The IRS conducted 675,000 fewer audits in 2017 than it did in 2010, a drop in the audit rate of 42 percent. But even those stark numbers don’t tell the whole story, say current and former IRS employees: Auditors are stretched thin, and they’re often forced to limit their investigations and move on to the next audit as quickly as they can.

Without enough staff, the IRS has slashed even basic functions. It has drastically pulled back from pursuing people who don’t bother filing their tax returns. …

For the country’s largest corporations, the danger of being hit with a billion-dollar tax bill has greatly diminished. For the rich, who research shows evade taxes the most, the IRS has become less and less of a force to be feared.

The week in takes

Your weekend longread

2018 was a historic year for women in politics: a record 123 female members of Congress will take their seats on Capitol Hill next year. But there’s an irony hiding behind the history: even as more women ran, and won, in 2018 than ever before, a different group of women in politics — campaign strategists and operatives — are still struggling to get ahead in a field that’s long been an old boys’ club.

In a sharp and powerful piece for Politico, Abby Livingston talked to dozens of women behind successful campaigns around the country, who shared their accounts of the hard glass ceiling that remains in place in the world of campaigns — and why that’s a huge problem for everyone.

They frequently describe themselves as left out of the most important big picture decisions on campaigns—“they won’t let us in on the sexy part of politics” is how the former Democratic fundraiser put it. They fret about the opportunities they’ve been denied on major statewide campaigns, if not presidential races. They shudder at the thought that sexism has cost them hundreds of thousands of dollars (if not millions) over the course of their careers. They stew about the solid advice and creative ideas they’ve offered that have been ignored in favor of those from men.

But mostly, they are mad as hell.

Mad at losing out on business. Mad at watching younger men surpass them in stature without merit. Mad at having male colleagues talk down to them at every turn. Mad at being relegated to the world of fundraising, the only female-dominated sector of campaign consulting. Mad at the men around them taking credit for their work. Mad at the consulting firms that feign diversity by hiring the wife of one of the company’s male partners rather than filling the spot with a qualified, independently successful woman. Mad at the men on their campaign staffs not taking what they say seriously. Mad at colleagues, consultants, party staffers and candidates of both genders who they believe have reinforced a structural sexism that undermines the collective goal of any campaign: to win and to govern.

“It’s amazing how many times I sit in a room of all men, and the tone-deafness and the stupid shit they say—it makes me want to pull my hair out,” said a Republican consultant from Iowa.

What to look for next week

The House is out on Monday and Tuesday, giving lawmakers about three days to address the shutdown when they return.
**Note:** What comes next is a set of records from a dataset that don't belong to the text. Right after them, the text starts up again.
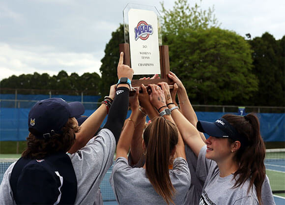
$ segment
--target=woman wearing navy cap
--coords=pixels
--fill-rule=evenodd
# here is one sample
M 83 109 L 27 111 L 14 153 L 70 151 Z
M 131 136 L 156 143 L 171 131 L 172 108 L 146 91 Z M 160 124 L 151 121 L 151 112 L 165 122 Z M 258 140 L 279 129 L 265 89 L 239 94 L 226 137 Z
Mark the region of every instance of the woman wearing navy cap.
M 182 85 L 175 74 L 169 76 Z M 184 98 L 182 104 L 191 106 L 185 93 L 184 97 L 178 93 L 178 99 Z M 194 110 L 192 113 L 196 116 Z M 171 115 L 198 157 L 196 174 L 204 183 L 200 205 L 275 204 L 265 175 L 265 146 L 254 115 L 225 115 L 214 122 L 198 121 L 198 130 L 210 136 L 204 142 L 200 134 L 188 134 L 196 125 L 190 122 L 187 114 L 183 114 L 175 109 Z

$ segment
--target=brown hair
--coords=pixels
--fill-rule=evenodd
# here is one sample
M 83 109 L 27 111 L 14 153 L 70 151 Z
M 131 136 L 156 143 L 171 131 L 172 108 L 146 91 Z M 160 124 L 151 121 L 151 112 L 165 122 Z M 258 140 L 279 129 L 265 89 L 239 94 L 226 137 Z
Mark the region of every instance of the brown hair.
M 247 138 L 247 144 L 241 144 L 234 159 L 239 163 L 239 168 L 234 173 L 235 178 L 239 175 L 233 188 L 242 185 L 249 178 L 248 193 L 256 186 L 257 199 L 262 204 L 261 186 L 265 178 L 265 146 L 259 131 L 257 117 L 253 114 L 245 116 L 225 115 L 223 117 L 241 134 Z M 229 138 L 230 143 L 234 142 Z
M 174 204 L 175 189 L 169 176 L 171 152 L 178 143 L 176 126 L 163 117 L 152 120 L 143 133 L 147 147 L 145 173 L 156 192 L 165 202 Z
M 70 118 L 62 130 L 62 134 L 55 134 L 48 140 L 38 139 L 30 132 L 27 138 L 28 147 L 22 156 L 41 159 L 55 153 L 66 152 L 75 142 L 75 133 L 79 131 L 80 128 Z

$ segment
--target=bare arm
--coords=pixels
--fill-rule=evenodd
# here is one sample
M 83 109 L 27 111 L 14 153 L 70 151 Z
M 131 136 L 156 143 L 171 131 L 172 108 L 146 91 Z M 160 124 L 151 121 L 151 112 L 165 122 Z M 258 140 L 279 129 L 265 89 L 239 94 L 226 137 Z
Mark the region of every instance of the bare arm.
M 184 86 L 181 81 L 172 72 L 171 72 L 168 74 L 168 77 L 178 85 L 177 94 L 182 114 L 191 124 L 196 127 L 198 119 L 195 111 L 193 109 L 190 101 L 188 98 L 187 92 Z M 199 134 L 203 141 L 205 142 L 206 138 L 204 134 L 200 132 Z
M 132 155 L 132 163 L 134 165 L 139 162 L 142 154 L 142 136 L 145 125 L 146 118 L 146 116 L 140 111 L 136 123 L 133 139 L 131 143 L 130 153 Z
M 114 99 L 116 85 L 110 88 L 109 97 Z M 101 106 L 90 116 L 81 126 L 80 131 L 76 134 L 76 140 L 68 153 L 73 154 L 86 145 L 87 143 L 94 137 L 96 131 L 102 124 L 107 115 L 107 109 L 105 104 Z
M 158 113 L 153 107 L 149 101 L 149 96 L 146 90 L 146 87 L 143 84 L 142 84 L 142 92 L 140 93 L 139 97 L 140 104 L 143 108 L 149 118 L 151 120 L 153 118 L 159 116 Z
M 157 109 L 158 109 L 162 106 L 166 106 L 167 104 L 172 103 L 172 99 L 170 97 L 170 95 L 169 96 L 170 97 L 166 97 L 166 98 L 165 95 L 166 94 L 167 95 L 167 96 L 170 94 L 169 86 L 167 83 L 161 83 L 159 84 L 159 85 L 161 87 L 162 90 L 159 89 L 156 89 L 155 87 L 153 85 L 149 85 L 151 88 L 151 94 L 150 95 L 151 102 L 153 106 L 156 107 Z M 159 99 L 160 99 L 161 100 L 159 100 Z M 172 104 L 172 105 L 173 105 L 173 106 L 175 107 L 174 105 Z M 167 108 L 166 107 L 164 108 L 165 109 Z M 162 110 L 163 110 L 163 108 L 161 109 L 159 111 L 161 112 Z M 166 119 L 168 119 L 175 124 L 174 121 L 171 116 L 164 115 L 163 117 Z M 184 144 L 179 131 L 178 141 L 176 146 L 175 157 L 182 157 L 185 159 L 186 158 Z
M 138 90 L 136 91 L 135 95 L 137 102 L 132 105 L 132 114 L 128 119 L 129 120 L 127 120 L 124 128 L 121 133 L 121 136 L 117 145 L 116 159 L 120 157 L 123 157 L 126 159 L 128 158 L 128 153 L 129 152 L 131 142 L 134 135 L 136 122 L 140 112 L 139 110 L 139 100 L 138 99 L 138 95 L 139 90 Z
M 174 106 L 174 105 L 170 105 L 169 108 L 172 108 Z M 190 146 L 198 157 L 201 148 L 205 145 L 201 138 L 199 132 L 177 109 L 172 110 L 171 116 L 185 143 Z

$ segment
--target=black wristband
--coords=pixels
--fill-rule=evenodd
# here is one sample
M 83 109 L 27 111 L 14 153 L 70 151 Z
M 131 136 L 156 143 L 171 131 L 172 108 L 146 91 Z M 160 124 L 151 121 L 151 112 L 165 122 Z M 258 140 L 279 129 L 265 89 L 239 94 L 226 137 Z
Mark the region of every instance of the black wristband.
M 162 108 L 164 108 L 165 107 L 167 107 L 167 106 L 166 105 L 165 105 L 165 106 L 162 106 L 162 107 L 161 107 L 160 108 L 159 108 L 159 109 L 157 109 L 157 111 L 158 111 L 158 112 L 159 112 L 159 110 L 160 110 L 160 109 L 162 109 Z

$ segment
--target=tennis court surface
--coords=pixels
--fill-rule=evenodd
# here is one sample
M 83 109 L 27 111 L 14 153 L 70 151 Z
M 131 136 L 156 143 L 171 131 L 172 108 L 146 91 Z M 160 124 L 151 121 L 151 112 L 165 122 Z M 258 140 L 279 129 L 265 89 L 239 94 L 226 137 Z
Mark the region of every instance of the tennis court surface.
M 6 170 L 17 158 L 1 158 L 6 155 L 0 155 L 0 182 Z M 15 157 L 15 156 L 11 156 Z M 269 178 L 270 185 L 276 205 L 285 205 L 285 149 L 266 149 L 264 164 L 266 175 Z M 105 175 L 100 185 L 104 205 L 117 205 L 109 182 L 113 166 Z

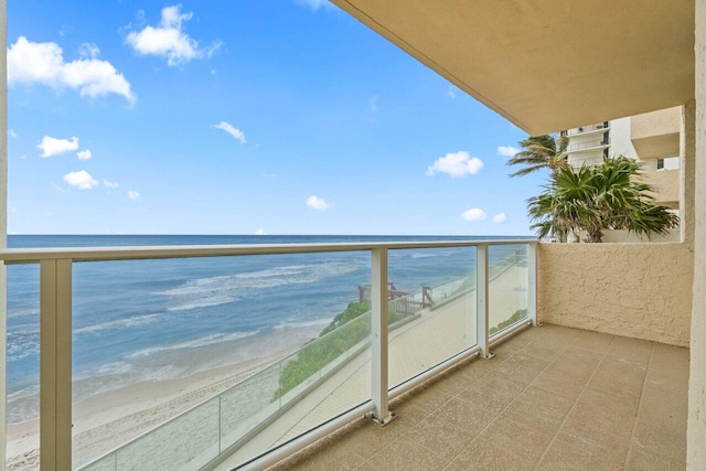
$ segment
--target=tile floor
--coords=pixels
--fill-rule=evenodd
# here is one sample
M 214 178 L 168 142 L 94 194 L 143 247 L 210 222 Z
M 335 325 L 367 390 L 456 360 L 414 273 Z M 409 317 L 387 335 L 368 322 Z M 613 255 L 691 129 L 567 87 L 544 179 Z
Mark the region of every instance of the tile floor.
M 683 470 L 688 350 L 545 324 L 271 470 Z

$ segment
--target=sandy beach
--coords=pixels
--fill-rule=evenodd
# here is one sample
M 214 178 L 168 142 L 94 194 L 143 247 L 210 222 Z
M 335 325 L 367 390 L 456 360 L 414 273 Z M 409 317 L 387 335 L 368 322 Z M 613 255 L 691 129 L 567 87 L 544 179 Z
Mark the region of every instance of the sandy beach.
M 520 307 L 526 306 L 526 267 L 512 266 L 498 274 L 491 281 L 491 327 L 507 319 Z M 475 293 L 471 291 L 438 310 L 422 313 L 417 321 L 394 331 L 391 334 L 391 383 L 403 382 L 419 371 L 424 371 L 472 345 L 475 342 L 474 312 Z M 139 383 L 74 404 L 74 465 L 90 462 L 264 370 L 267 365 L 295 350 L 289 349 L 268 356 L 203 371 L 183 378 Z M 315 394 L 272 424 L 268 428 L 268 432 L 263 433 L 261 437 L 258 436 L 258 439 L 254 440 L 252 445 L 261 451 L 276 442 L 306 431 L 313 425 L 320 424 L 340 410 L 362 400 L 370 392 L 370 362 L 366 362 L 366 356 L 362 355 L 361 362 L 352 362 L 331 377 L 327 382 L 332 386 L 331 390 L 328 386 L 322 385 L 319 388 L 321 393 L 318 389 Z M 243 414 L 252 414 L 248 411 L 252 407 L 242 404 L 243 400 L 248 404 L 253 403 L 256 410 L 266 407 L 271 398 L 271 395 L 266 390 L 267 388 L 259 384 L 249 385 L 247 397 L 236 397 L 238 403 L 235 409 L 237 410 L 233 410 L 233 413 L 243 409 Z M 207 417 L 194 417 L 197 422 L 196 427 L 211 427 L 206 422 L 212 421 L 214 414 L 217 421 L 217 408 L 215 413 L 205 410 L 204 414 L 207 414 Z M 235 419 L 236 422 L 240 422 L 243 417 Z M 289 425 L 284 427 L 285 422 L 289 422 Z M 38 429 L 38 420 L 8 427 L 9 470 L 28 470 L 39 467 Z M 211 439 L 206 435 L 212 431 L 208 428 L 200 430 L 199 435 L 203 437 L 203 440 L 208 441 Z M 170 430 L 171 432 L 173 430 Z M 170 441 L 172 438 L 170 436 Z M 189 437 L 185 438 L 189 439 Z M 218 442 L 217 437 L 215 442 Z M 160 448 L 159 445 L 148 441 L 141 443 L 140 447 L 153 450 L 150 456 L 156 462 L 162 463 L 170 459 L 176 459 L 172 456 L 158 457 L 160 450 L 154 447 Z M 240 451 L 248 452 L 249 448 L 246 447 Z M 138 454 L 143 456 L 143 451 Z
M 293 351 L 184 378 L 139 383 L 74 404 L 74 465 L 87 463 Z M 39 469 L 39 420 L 8 425 L 7 469 Z

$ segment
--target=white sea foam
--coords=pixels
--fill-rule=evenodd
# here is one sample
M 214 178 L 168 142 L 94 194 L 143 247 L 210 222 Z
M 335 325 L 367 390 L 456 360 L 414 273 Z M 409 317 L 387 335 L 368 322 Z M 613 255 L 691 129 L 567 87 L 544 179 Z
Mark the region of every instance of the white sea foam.
M 330 318 L 327 319 L 317 319 L 313 321 L 302 321 L 302 322 L 282 322 L 278 325 L 275 325 L 275 330 L 292 330 L 292 329 L 308 329 L 308 328 L 321 328 L 329 325 L 331 322 Z
M 95 332 L 100 332 L 100 331 L 110 330 L 110 329 L 126 329 L 126 328 L 133 328 L 138 325 L 149 325 L 149 324 L 159 322 L 160 319 L 161 319 L 161 314 L 146 314 L 146 315 L 138 315 L 135 318 L 118 319 L 110 322 L 104 322 L 101 324 L 87 325 L 85 328 L 76 329 L 74 330 L 74 334 L 95 333 Z
M 40 353 L 39 325 L 34 329 L 8 332 L 8 361 L 14 362 Z
M 170 352 L 174 350 L 188 350 L 188 349 L 199 349 L 201 346 L 214 345 L 216 343 L 229 342 L 233 340 L 245 339 L 246 336 L 252 336 L 257 334 L 259 331 L 252 332 L 234 332 L 234 333 L 214 333 L 211 335 L 202 336 L 200 339 L 191 340 L 189 342 L 176 343 L 173 345 L 162 345 L 154 346 L 151 349 L 140 350 L 128 356 L 128 358 L 139 358 L 148 355 L 152 355 L 154 353 L 161 352 Z
M 325 278 L 359 270 L 361 261 L 325 261 L 312 265 L 290 265 L 210 278 L 197 278 L 160 295 L 171 298 L 170 311 L 227 304 L 260 289 L 286 285 L 312 283 Z

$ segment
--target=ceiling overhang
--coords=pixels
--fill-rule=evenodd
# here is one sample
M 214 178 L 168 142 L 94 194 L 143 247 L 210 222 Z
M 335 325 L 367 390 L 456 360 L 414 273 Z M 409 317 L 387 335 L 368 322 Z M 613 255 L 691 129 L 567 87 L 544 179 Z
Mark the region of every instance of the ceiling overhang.
M 693 0 L 332 0 L 531 135 L 694 97 Z

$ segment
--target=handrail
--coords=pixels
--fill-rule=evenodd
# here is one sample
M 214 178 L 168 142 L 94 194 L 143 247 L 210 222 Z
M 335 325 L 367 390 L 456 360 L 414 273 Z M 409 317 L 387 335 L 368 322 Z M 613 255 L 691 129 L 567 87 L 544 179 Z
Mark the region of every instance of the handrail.
M 109 261 L 145 260 L 163 258 L 226 257 L 238 255 L 312 254 L 323 251 L 363 251 L 374 248 L 388 250 L 410 248 L 473 247 L 481 244 L 514 245 L 536 244 L 537 239 L 502 240 L 443 240 L 443 242 L 375 242 L 329 244 L 240 244 L 240 245 L 192 245 L 192 246 L 140 246 L 140 247 L 57 247 L 57 248 L 9 248 L 0 250 L 0 260 L 6 265 L 38 264 L 42 260 Z
M 40 269 L 40 289 L 41 289 L 41 341 L 40 341 L 40 358 L 41 368 L 41 417 L 55 417 L 55 420 L 40 420 L 40 439 L 42 443 L 57 437 L 67 438 L 67 443 L 62 447 L 52 449 L 51 447 L 40 447 L 40 461 L 47 463 L 47 467 L 55 464 L 57 469 L 64 469 L 71 465 L 71 427 L 72 427 L 72 379 L 71 373 L 55 374 L 57 371 L 71 372 L 71 349 L 62 345 L 71 345 L 71 318 L 72 318 L 72 265 L 81 261 L 113 261 L 113 260 L 138 260 L 138 259 L 174 259 L 174 258 L 194 258 L 194 257 L 226 257 L 226 256 L 248 256 L 248 255 L 276 255 L 276 254 L 321 254 L 321 253 L 343 253 L 343 251 L 368 251 L 372 257 L 372 312 L 370 336 L 371 343 L 371 364 L 373 366 L 373 384 L 371 387 L 372 400 L 374 404 L 373 417 L 385 422 L 391 419 L 388 410 L 388 376 L 387 376 L 387 347 L 388 347 L 388 325 L 383 322 L 387 319 L 385 312 L 385 302 L 388 302 L 387 296 L 387 269 L 388 250 L 396 249 L 428 249 L 428 248 L 459 248 L 459 247 L 477 247 L 477 283 L 481 283 L 484 288 L 477 293 L 477 344 L 480 353 L 484 357 L 490 357 L 488 345 L 489 335 L 489 310 L 488 310 L 488 283 L 489 279 L 489 247 L 506 246 L 506 245 L 526 245 L 527 257 L 530 260 L 536 256 L 536 246 L 538 240 L 527 238 L 499 239 L 499 240 L 428 240 L 428 242 L 374 242 L 374 243 L 328 243 L 328 244 L 267 244 L 267 245 L 203 245 L 203 246 L 139 246 L 139 247 L 71 247 L 71 248 L 15 248 L 0 250 L 0 261 L 6 265 L 20 264 L 41 264 Z M 512 258 L 510 256 L 507 259 Z M 503 260 L 506 263 L 506 260 Z M 501 263 L 501 265 L 503 264 Z M 469 267 L 470 268 L 470 267 Z M 536 281 L 534 275 L 534 263 L 531 261 L 528 270 L 528 292 L 535 289 Z M 479 274 L 484 272 L 481 277 Z M 450 281 L 446 285 L 456 285 L 458 281 Z M 443 285 L 443 283 L 442 283 Z M 442 285 L 439 285 L 442 286 Z M 462 285 L 462 283 L 461 283 Z M 432 289 L 432 288 L 431 288 Z M 417 302 L 419 293 L 409 295 L 400 298 L 407 303 L 417 304 L 421 308 L 425 302 L 424 295 L 421 302 Z M 397 300 L 398 302 L 402 302 Z M 531 302 L 532 301 L 532 302 Z M 389 306 L 395 304 L 395 300 L 389 301 Z M 536 324 L 536 308 L 534 296 L 530 296 L 527 300 L 527 313 L 524 322 Z M 432 304 L 434 301 L 430 301 Z M 413 308 L 414 309 L 414 308 Z M 366 313 L 367 315 L 367 313 Z M 67 329 L 68 327 L 68 329 Z M 334 331 L 335 332 L 335 331 Z M 331 332 L 333 334 L 334 332 Z M 320 339 L 319 339 L 320 341 Z M 309 347 L 315 346 L 317 342 L 312 342 Z M 346 355 L 354 354 L 347 351 Z M 291 358 L 296 354 L 287 357 Z M 285 360 L 286 361 L 286 360 Z M 274 365 L 280 364 L 280 375 L 282 358 L 268 365 L 266 370 L 270 370 Z M 335 362 L 334 362 L 335 363 Z M 336 363 L 338 364 L 338 363 Z M 334 365 L 335 366 L 335 365 Z M 319 372 L 327 374 L 334 370 L 323 368 Z M 247 379 L 246 379 L 247 381 Z M 45 383 L 49 387 L 45 387 Z M 301 383 L 304 388 L 310 384 Z M 232 388 L 228 388 L 231 390 Z M 302 390 L 291 389 L 291 394 L 302 394 Z M 216 397 L 221 397 L 223 392 L 202 405 L 211 404 Z M 221 399 L 218 399 L 218 414 L 221 414 Z M 279 398 L 280 408 L 284 405 L 282 398 Z M 194 410 L 190 408 L 189 410 Z M 189 410 L 180 416 L 186 417 Z M 263 413 L 267 413 L 263 410 Z M 228 418 L 227 420 L 232 420 Z M 218 420 L 222 420 L 218 418 Z M 171 421 L 168 420 L 168 421 Z M 221 431 L 221 422 L 218 422 L 218 453 L 228 451 L 232 446 L 225 445 L 228 450 L 222 450 L 224 446 L 224 436 Z M 259 427 L 259 426 L 258 426 Z M 160 427 L 158 426 L 157 429 Z M 237 431 L 237 429 L 233 429 Z M 145 437 L 149 433 L 141 435 Z M 231 433 L 231 432 L 228 432 Z M 228 436 L 229 437 L 229 436 Z M 229 438 L 228 438 L 229 439 Z M 133 440 L 132 440 L 133 441 Z M 130 441 L 130 442 L 132 442 Z M 42 445 L 41 443 L 41 445 Z M 225 443 L 228 443 L 226 440 Z M 126 443 L 127 445 L 127 443 Z M 233 445 L 235 446 L 235 443 Z M 211 447 L 211 446 L 210 446 Z M 117 447 L 113 451 L 117 451 L 122 446 Z M 113 451 L 104 454 L 107 458 Z M 205 449 L 199 453 L 205 453 Z M 207 451 L 207 456 L 199 456 L 199 459 L 208 458 L 212 451 Z M 194 456 L 196 457 L 196 456 Z M 98 461 L 101 461 L 98 458 Z M 116 458 L 117 459 L 117 458 Z M 97 463 L 98 461 L 92 461 Z M 92 464 L 92 463 L 88 463 Z

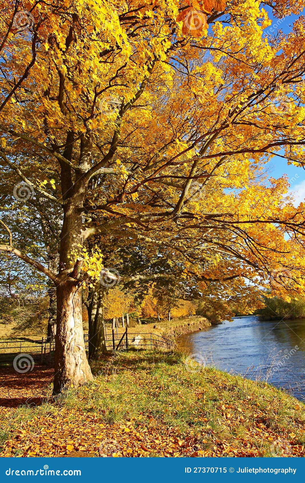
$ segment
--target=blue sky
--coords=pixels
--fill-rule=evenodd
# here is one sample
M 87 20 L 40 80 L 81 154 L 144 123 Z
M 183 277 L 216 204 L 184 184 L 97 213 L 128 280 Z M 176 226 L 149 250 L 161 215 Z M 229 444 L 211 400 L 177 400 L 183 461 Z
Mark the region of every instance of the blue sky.
M 268 7 L 264 8 L 269 12 L 270 9 Z M 305 14 L 305 8 L 301 14 Z M 288 33 L 291 31 L 294 20 L 298 18 L 295 15 L 286 17 L 284 20 L 280 21 L 278 19 L 274 19 L 272 25 L 274 31 L 276 32 L 276 28 L 280 29 L 284 33 Z M 272 16 L 270 15 L 271 18 Z M 271 28 L 269 27 L 267 30 Z M 271 161 L 266 165 L 268 167 L 268 173 L 270 176 L 274 178 L 280 178 L 283 174 L 286 174 L 290 180 L 291 191 L 294 194 L 296 199 L 296 205 L 301 201 L 304 201 L 305 198 L 305 170 L 302 168 L 294 166 L 292 165 L 288 166 L 286 160 L 277 156 L 273 158 Z

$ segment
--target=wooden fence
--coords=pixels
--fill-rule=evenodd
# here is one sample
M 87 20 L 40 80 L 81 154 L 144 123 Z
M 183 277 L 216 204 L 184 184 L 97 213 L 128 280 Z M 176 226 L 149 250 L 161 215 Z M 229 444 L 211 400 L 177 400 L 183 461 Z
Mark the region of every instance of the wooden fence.
M 117 330 L 112 329 L 110 334 L 106 334 L 106 344 L 109 351 L 117 351 L 133 347 L 137 350 L 157 349 L 171 350 L 174 346 L 173 341 L 152 332 L 130 332 L 128 328 L 123 334 L 118 334 Z M 84 334 L 86 351 L 89 347 L 89 335 Z M 12 363 L 16 355 L 29 354 L 36 361 L 53 361 L 55 350 L 54 341 L 47 341 L 46 338 L 41 339 L 23 338 L 10 341 L 0 341 L 0 364 Z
Everything is fine! Nothing to see here!

Meanwhile, in an unexpected turn of events, the Senate might actually move on criminal justice reform by the end of the year. McConnell — who’s long been averse to a big fight on the widely-backed, bipartisan bill to reform parts of the criminal justice system — indicated the chamber could take it up, reversing his recent position that there wasn’t enough time to go after it. (I wrote about the bill last month.) He did say, however, that the Senate might have to be in session through New Year’s to get the bill done, which is kind of a smart play when you consider that exactly zero senators want to be in D.C. then. (WaPo asks: is this a sign of McConnell’s diminished clout?)